Folgen für den Schwarzwald
Grund zur Panik sieht der für den Schwarzwald-Tourismus verantwortliche Sprecher Wolfgang Weiler noch nicht. Zwar seien in den letzten Wochen Reisende aus China ausgeblieben, aber die würden - entgegen einiger Klischees - nur etwa 0,4 Prozent der Gäste ausmachen. Einzelne, auf Kunden aus Asien spezialisierte Anbieter etwa am Titisee würde jedoch der Ausfall schon jetzt stärker treffen.
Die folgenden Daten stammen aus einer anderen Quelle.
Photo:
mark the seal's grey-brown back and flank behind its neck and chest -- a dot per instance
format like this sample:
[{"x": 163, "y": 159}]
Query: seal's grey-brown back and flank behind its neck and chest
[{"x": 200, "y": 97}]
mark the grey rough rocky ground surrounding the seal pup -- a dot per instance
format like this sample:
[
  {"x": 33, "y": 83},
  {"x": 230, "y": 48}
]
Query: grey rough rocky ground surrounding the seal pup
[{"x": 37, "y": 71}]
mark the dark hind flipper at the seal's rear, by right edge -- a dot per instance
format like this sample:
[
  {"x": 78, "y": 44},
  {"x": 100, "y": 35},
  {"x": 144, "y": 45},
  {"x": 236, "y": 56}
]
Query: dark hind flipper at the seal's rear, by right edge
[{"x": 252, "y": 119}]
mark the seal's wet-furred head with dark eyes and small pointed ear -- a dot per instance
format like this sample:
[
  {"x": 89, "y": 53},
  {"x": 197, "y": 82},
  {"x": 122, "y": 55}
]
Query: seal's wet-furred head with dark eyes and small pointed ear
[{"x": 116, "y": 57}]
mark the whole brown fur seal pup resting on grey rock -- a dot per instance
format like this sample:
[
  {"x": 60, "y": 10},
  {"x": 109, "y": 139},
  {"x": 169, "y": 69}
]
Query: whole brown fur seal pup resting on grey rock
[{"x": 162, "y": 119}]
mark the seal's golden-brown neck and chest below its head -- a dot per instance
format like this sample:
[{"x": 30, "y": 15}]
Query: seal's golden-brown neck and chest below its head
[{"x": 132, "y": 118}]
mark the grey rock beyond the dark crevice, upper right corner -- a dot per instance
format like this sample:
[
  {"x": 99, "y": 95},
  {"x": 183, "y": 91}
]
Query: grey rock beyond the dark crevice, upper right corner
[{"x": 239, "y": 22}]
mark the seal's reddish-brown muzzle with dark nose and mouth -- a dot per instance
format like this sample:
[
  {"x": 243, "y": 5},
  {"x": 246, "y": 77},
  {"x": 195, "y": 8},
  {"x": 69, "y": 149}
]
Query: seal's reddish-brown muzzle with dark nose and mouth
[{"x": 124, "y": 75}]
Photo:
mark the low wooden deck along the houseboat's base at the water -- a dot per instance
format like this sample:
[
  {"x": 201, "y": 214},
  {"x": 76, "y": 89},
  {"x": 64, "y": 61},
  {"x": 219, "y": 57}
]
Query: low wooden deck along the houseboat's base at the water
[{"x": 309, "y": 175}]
"Wenn aber aus der Epidemie ein Pandemie wird und auch Reisende aus Europa ausbleiben, dann stehen wir vor einem schwierigen Jahr", sagte Wolfgang Weiler der DW. 25 Prozent der Schwarzwaldbesucher kämen aus den Nachbarländern. Denen könne man zwar versprechen, dass sie in der Region kaum auf Menschenmassen treffen würden, dass sie viele einsame Wanderwege genießen können, aber Sicherheitsgarantien gäbe es natürlich nicht.
Das alles kann sich schnell ändern, das hat nicht zuletzt die Entwicklung in Norditalien gezeigt. Dort sind nach der Corona-Krise mit zahlreichen Opfern und Infizierten in Mailand und Venedig Veranstaltungen abgesagt worden. Auch der weltweit größte Branchentreff, die Internationale Tourismusmesse (ITB) in Berlin vom 4.-8. März wurde jetzt gecancelt. Die ITB Berlin hat nach Messeangaben mehr als 10.000 Aussteller aus über 180 Ländern. Die Entscheidung, abzusagen, sei "schweren Herzens" gefallen, erklärte Messechef Christian Göke. Er fügte hinzu: "Wir nehmen unsere Verantwortung für die Gesundheit und die Sicherheit unserer Gäste, Aussteller und Mitarbeiter sehr ernst."